— Вам удалось сделать для него что-то хорошее, а мне нет, — произнесла сестра. — Он все просил меня, просто настаивал, чтобы я назвала ему имя какого-нибудь знаменитого человека, умершего от туберкулеза. Я же так и не вспомнила, хотя искренне хотела облегчить его страдания. И только в самые последние минуты меня осенило, что можно и соврать. Людвиг ван Бетховен, почти закричала я. Людвиг ван Бетховен, повторил он. Мне кажется, он умер почти счастливым.
— Умер, сестра, — сухо произнес я. — Разве тут уместно говорить о счастье?
— Когда как, — ответила она и сложила белые руки над тяжелыми четками, свисавшими ниже пояса. — Не всегда, но иногда можно.
— Большое спасибо, сестра.
Я стащил с полки узел и сухо попрощался, пытаясь совладать с чувствами, захлестнувшими мою душу. Да и Вое, мой брат и Эди уже, верно, заждались меня.
И правда, мои друзья стояли на Залошкой улице. Они с удивлением взглянули на наследство, завернутое в маскировочное полотно, узел я почти волочил по земле; теперь это была наша общая собственность.

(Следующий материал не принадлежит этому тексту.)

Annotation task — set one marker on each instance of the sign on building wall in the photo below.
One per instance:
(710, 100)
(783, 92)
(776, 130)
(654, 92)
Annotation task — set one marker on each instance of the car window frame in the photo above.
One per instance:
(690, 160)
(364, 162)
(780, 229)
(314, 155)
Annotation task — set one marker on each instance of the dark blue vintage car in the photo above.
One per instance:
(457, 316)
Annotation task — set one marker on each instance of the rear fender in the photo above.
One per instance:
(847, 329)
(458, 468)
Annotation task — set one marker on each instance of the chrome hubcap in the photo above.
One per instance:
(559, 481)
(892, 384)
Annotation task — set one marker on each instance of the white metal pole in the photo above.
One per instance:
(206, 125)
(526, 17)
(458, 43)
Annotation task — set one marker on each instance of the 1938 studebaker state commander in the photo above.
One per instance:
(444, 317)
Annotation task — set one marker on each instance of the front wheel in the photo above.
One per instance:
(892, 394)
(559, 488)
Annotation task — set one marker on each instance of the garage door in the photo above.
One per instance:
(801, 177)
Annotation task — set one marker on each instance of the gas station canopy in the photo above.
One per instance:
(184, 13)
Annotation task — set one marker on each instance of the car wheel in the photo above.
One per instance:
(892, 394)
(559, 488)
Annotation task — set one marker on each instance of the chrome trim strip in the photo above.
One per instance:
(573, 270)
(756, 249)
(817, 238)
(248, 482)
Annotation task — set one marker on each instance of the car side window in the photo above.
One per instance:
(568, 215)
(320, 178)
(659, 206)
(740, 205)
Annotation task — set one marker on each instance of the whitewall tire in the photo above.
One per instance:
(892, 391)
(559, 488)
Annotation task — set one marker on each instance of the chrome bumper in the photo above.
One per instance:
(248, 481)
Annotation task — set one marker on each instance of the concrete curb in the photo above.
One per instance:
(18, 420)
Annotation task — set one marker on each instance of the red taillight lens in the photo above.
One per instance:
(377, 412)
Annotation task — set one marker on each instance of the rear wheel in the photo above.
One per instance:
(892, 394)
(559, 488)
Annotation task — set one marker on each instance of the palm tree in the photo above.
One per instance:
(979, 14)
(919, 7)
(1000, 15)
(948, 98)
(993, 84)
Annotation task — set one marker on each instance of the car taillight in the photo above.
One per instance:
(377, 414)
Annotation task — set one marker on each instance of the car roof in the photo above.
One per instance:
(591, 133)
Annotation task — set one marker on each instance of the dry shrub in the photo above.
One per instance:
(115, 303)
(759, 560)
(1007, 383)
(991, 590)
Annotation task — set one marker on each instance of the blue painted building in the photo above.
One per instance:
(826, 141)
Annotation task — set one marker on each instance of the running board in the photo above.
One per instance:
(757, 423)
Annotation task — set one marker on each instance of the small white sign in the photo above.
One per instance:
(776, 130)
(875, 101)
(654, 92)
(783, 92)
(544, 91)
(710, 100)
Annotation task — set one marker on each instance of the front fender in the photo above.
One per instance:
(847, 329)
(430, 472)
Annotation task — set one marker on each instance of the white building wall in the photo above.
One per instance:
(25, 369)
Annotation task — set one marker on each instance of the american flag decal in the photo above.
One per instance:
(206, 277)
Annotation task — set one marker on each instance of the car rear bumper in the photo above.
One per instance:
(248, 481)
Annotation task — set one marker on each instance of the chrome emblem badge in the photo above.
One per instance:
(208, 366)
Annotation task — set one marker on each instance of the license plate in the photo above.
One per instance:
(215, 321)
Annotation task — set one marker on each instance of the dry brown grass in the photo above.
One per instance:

Мы развязали тюк в нашей кухне. Сверху действительно лежали личные вещи Бориса, которые наверняка появились у него только в больнице: зубная щетка, бритва и два алюминиевых тюбика, один с кремом для бритья, другой с туалетным мылом, и книга из серии «Словенская библиотека». Дальше, в отдельном свертке, — остатки американского солдатского пайка: десять пачек сигарет «Честертон», пять — «Кэмел», кекс и коробка кофе, а подо всем этим оказался аккуратный рулон настоящей американской офицерской ткани, который мы разматывали и разматывали, пока не заполнили ею всю кухню.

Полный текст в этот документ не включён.